Middle East Eye / September 3, 2021
Information issued on ban of Palestinian Solidarity Campaign a ‘mistake’, political party says following controversy surrounding Young Labour conference.
The UK Labour Party has apologized to the Palestine Solidarity Campaign (PSC) after party activists said they had been told that the pro-Palestinian group would not be allowed to attend the party’s annual conference.
Confusion arose following a Twitter thread posted on 31 August by the Chair of Young Labour (YL), Jess Barnard, in which she said she had been told by the party’s general secretary that the youth wing would not be able to hold their own events at Labour’s main annual conference, set to take place from 25 September in the city of Brighton.
“Months ago the entire YL committee submitted our proposals for young Labour day at conference, well within the deadline given. Everything we do and all our speakers have to be approved by the party.
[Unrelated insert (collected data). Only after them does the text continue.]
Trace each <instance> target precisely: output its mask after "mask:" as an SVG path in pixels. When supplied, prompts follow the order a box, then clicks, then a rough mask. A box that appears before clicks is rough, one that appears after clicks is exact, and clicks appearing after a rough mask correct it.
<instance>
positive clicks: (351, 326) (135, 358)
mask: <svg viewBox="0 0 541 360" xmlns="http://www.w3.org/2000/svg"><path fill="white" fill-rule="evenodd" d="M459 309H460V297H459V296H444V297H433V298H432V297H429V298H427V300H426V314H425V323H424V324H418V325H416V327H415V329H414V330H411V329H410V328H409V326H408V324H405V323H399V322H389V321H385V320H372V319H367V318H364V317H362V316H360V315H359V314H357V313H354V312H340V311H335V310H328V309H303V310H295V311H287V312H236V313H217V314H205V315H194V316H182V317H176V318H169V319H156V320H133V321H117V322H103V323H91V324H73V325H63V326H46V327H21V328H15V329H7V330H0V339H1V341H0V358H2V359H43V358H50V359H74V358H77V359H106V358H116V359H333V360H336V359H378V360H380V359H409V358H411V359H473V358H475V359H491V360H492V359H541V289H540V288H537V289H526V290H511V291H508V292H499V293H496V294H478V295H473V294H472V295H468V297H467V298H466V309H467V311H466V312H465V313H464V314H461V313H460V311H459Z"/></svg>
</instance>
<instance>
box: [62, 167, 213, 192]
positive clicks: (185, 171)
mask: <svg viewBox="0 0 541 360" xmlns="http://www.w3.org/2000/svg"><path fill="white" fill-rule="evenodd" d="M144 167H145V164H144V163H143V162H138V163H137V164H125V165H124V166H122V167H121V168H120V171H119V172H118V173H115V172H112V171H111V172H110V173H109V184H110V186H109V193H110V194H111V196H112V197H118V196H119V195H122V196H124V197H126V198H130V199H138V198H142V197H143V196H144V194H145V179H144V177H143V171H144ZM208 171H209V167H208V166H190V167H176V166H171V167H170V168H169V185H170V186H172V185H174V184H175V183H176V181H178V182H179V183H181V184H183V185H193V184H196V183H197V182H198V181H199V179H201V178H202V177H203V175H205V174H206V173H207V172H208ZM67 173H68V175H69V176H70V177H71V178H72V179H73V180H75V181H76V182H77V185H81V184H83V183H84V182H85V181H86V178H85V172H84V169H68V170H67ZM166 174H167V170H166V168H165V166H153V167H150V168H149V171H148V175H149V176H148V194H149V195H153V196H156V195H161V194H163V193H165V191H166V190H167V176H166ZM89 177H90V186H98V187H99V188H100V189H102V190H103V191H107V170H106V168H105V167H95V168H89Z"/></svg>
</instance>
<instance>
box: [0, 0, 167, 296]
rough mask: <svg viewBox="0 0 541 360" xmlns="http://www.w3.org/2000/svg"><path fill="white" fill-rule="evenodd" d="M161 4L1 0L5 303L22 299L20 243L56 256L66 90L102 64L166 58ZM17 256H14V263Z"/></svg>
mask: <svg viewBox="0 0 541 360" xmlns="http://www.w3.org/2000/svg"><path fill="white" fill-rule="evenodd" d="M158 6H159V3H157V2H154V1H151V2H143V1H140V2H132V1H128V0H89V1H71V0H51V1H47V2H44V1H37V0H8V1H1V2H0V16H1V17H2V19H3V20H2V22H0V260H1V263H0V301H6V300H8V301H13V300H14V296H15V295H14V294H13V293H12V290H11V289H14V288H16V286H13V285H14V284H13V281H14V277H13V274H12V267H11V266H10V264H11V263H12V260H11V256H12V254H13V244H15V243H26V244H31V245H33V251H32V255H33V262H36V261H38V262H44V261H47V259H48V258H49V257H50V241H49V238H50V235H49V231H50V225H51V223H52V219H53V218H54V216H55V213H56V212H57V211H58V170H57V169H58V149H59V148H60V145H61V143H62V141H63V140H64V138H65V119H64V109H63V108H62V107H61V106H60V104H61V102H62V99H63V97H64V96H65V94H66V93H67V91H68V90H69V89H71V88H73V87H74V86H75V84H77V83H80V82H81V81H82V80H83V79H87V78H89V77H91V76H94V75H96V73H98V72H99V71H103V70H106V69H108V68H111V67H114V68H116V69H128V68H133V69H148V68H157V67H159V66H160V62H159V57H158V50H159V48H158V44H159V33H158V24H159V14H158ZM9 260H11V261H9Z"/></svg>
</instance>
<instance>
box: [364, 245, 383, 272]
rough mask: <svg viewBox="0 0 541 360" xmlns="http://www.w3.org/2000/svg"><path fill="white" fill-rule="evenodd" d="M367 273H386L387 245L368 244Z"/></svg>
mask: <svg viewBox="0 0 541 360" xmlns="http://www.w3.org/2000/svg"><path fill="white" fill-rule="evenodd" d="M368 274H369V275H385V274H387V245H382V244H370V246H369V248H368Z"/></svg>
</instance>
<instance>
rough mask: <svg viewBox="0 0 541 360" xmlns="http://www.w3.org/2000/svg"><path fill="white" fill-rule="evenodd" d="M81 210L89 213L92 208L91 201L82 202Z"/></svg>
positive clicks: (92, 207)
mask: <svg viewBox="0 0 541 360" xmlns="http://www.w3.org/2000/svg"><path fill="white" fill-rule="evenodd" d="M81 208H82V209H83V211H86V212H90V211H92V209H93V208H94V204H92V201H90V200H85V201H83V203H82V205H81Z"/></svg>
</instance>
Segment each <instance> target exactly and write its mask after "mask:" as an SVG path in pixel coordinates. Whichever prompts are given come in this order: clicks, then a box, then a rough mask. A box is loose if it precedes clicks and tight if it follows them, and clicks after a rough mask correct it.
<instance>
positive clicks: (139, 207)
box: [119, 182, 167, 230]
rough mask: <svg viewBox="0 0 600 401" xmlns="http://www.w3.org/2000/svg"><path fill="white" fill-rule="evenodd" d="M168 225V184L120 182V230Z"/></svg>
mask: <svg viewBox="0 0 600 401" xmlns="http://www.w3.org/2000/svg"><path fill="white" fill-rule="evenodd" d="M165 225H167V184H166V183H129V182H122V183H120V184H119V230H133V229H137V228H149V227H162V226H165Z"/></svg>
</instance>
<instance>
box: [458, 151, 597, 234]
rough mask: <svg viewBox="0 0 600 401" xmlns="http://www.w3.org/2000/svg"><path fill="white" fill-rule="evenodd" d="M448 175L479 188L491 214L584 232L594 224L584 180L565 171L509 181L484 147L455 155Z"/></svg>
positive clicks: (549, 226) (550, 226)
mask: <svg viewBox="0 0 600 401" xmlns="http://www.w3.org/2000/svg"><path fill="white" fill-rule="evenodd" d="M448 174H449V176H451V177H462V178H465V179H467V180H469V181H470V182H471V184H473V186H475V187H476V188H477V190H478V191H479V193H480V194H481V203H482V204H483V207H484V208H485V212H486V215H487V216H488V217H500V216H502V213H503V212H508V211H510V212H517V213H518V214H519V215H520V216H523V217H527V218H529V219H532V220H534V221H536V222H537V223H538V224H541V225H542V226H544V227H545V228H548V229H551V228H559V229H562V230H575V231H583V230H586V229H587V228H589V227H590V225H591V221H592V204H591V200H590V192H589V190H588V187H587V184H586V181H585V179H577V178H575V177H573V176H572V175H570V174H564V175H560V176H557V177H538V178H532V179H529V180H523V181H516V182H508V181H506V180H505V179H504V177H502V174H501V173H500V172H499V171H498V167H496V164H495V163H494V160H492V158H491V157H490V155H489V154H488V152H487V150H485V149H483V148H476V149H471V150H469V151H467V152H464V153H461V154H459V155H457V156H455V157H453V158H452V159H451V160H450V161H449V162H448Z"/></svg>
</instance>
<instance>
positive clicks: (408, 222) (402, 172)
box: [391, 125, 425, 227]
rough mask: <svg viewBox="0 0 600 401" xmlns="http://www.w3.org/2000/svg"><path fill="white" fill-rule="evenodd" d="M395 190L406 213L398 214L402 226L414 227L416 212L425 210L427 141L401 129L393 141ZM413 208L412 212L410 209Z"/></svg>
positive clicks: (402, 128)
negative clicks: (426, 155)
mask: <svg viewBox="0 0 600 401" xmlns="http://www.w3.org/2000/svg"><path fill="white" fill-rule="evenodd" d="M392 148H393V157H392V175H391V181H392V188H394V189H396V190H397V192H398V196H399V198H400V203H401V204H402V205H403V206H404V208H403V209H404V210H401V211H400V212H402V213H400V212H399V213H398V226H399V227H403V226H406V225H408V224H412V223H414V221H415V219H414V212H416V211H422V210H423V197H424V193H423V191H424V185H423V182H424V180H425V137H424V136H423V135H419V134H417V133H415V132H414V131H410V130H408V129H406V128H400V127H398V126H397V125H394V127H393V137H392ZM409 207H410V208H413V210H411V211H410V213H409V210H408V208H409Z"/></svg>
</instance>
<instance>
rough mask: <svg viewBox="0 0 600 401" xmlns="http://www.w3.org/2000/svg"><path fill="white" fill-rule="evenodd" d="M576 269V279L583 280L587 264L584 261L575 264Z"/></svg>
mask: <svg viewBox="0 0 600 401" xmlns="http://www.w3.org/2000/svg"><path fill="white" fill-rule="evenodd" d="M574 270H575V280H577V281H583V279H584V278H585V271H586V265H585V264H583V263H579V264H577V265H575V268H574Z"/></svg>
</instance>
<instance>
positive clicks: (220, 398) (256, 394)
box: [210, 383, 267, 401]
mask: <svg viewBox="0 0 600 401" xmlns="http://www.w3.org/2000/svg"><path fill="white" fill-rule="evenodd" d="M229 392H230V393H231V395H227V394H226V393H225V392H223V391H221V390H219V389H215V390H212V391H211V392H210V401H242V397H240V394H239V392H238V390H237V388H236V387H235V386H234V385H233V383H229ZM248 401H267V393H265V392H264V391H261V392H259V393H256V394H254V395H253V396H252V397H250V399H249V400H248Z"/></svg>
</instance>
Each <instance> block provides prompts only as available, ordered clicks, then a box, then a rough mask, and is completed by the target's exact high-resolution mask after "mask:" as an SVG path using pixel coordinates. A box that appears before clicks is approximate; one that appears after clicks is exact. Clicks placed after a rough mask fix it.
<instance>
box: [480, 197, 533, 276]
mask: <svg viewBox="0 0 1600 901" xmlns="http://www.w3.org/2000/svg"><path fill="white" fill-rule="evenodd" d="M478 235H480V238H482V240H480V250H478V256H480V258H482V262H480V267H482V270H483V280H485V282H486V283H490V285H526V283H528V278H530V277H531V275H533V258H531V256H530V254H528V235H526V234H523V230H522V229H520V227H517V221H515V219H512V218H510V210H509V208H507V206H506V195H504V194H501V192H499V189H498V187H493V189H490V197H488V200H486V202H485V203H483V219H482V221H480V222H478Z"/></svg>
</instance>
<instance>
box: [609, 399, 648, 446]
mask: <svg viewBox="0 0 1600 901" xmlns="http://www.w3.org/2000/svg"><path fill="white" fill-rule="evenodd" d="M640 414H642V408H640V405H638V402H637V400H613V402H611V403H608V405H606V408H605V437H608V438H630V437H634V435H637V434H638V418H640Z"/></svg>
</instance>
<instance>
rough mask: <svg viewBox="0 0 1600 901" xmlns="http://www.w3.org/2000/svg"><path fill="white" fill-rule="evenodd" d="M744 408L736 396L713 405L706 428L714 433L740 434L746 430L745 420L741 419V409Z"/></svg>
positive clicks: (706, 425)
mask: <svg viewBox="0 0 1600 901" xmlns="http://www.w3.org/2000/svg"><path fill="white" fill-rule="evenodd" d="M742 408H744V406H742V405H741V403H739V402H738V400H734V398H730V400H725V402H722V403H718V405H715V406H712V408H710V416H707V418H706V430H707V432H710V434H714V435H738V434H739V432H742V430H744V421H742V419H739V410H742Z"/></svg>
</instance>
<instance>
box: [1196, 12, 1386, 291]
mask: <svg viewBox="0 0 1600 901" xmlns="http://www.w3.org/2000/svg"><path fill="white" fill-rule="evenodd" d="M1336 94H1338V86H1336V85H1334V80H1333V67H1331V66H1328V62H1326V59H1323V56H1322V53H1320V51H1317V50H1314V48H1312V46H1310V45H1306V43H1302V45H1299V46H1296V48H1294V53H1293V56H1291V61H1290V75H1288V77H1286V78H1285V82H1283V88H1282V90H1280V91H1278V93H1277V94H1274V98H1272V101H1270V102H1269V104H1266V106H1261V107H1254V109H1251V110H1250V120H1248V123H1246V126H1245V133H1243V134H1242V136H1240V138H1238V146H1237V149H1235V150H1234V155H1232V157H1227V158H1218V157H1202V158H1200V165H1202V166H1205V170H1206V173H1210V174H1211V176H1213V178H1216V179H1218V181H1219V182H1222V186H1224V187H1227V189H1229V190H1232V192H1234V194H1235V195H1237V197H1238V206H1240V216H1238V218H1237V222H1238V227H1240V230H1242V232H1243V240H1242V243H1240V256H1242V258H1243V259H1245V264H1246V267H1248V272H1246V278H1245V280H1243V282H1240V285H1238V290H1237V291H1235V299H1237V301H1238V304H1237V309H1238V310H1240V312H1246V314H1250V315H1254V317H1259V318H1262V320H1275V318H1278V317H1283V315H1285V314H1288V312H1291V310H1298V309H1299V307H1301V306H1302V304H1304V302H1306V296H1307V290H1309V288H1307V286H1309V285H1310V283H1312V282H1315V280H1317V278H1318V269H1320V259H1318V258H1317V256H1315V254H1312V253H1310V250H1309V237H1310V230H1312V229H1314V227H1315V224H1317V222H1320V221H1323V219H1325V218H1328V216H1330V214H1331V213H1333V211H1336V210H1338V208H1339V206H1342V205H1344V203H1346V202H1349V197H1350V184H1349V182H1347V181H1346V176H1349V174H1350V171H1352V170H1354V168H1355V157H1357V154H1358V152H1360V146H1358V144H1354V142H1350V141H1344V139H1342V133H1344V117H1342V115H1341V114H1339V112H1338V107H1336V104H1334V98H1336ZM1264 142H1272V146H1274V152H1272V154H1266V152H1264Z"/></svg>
I have been pushing for an update on this multiple times a week with no joy,” she wrote on Twitter.
“So we are now three weeks to conference with the party giving us no information, and just today they have said there is no capacity for due diligence checks until 20 September – these are the necessary checks for every speaker at conference potentially ruling out YL day.”
She said that the “most concrete information” she had was that members of PSC would be barred from speaking at the event, as would former party leader Jeremy Corbyn.
Her comments led many to believe that PSC was to be banned from the conference as a whole, despite having previously held events and stalls in previous years.
In a statement on Friday, PSC said it had been in touch with party officials and was informed that the comments made to Barnard about the group being forbidden from speaking were “a mistake”.
“PSC made its own enquiries and was informed by well-placed sources that a high ranking official had stated that PSC’s support for the Palestinian call for Boycott, Divestment and Sanctions (BDS) might violate the IHRA definition of antisemitism,” said the statement, referring to the International Holocaust Remembrance Alliance’s guidelines on antisemitism, which have been condemned by some for conflating criticism of the state of Israel with antisemitism.
“After strong representations from Young Labour and from PSC, Young Labour were informed in a meeting late on Wednesday that this had been a mistake, that PSC could of course be invited and an apology was given.”
For several years, Labour has been caught in a controversy around antisemitism in the party, especially under Corbyn’s leadership.
A staunch supporter of Palestinian rights, Corbyn had been accused of failing to tackle antisemitism within the party, while his association with Palestinian political campaigners was held up as proof of his own antisemitic leanings.
His successor Keir Starmer expelled Corbyn from the party last year following the release of a report into institutional antisemitism in the party, a move that was later reversed after an appeal – though Corbyn still sits as an independent MP in the House of Commons.
Numerous left-wing activists in the party, including Jewish ones, have also been expelled for a variety of reasons, including activity linked to pro-Palestinian campaigns.
In its statement, PSC said that the Young Labour controversy was indicative of how pro-Israel campaigners had been effective in their attempts to “delegitimize” pro-Palestinian activism in the UK.
They said the push for the party to adopt the IHRA definition of antisemitism, which led to party infighting in 2018, had created “a cloud of suspicion around raising the cause of Palestine, which leads to a chilling effect”.
“PSC and allied organizations, including representatives of the Palestinian community in Britain, has made numerous attempts to meet with Keir Starmer and with (Labour General Secretary) David Evans to discuss these concerns,” said the statement.
“We are now pushing again for this meeting to take place in the aftermath of this latest incident. The key item we wish to discuss is the action the leadership will be taking to ensure that the space to discuss the oppression faced by Palestinians and the necessary action to address it is fully protected in the Labour Party.”
Middle East Eye contacted the Labour Party for clarification, but had yet to receive a response by publication time.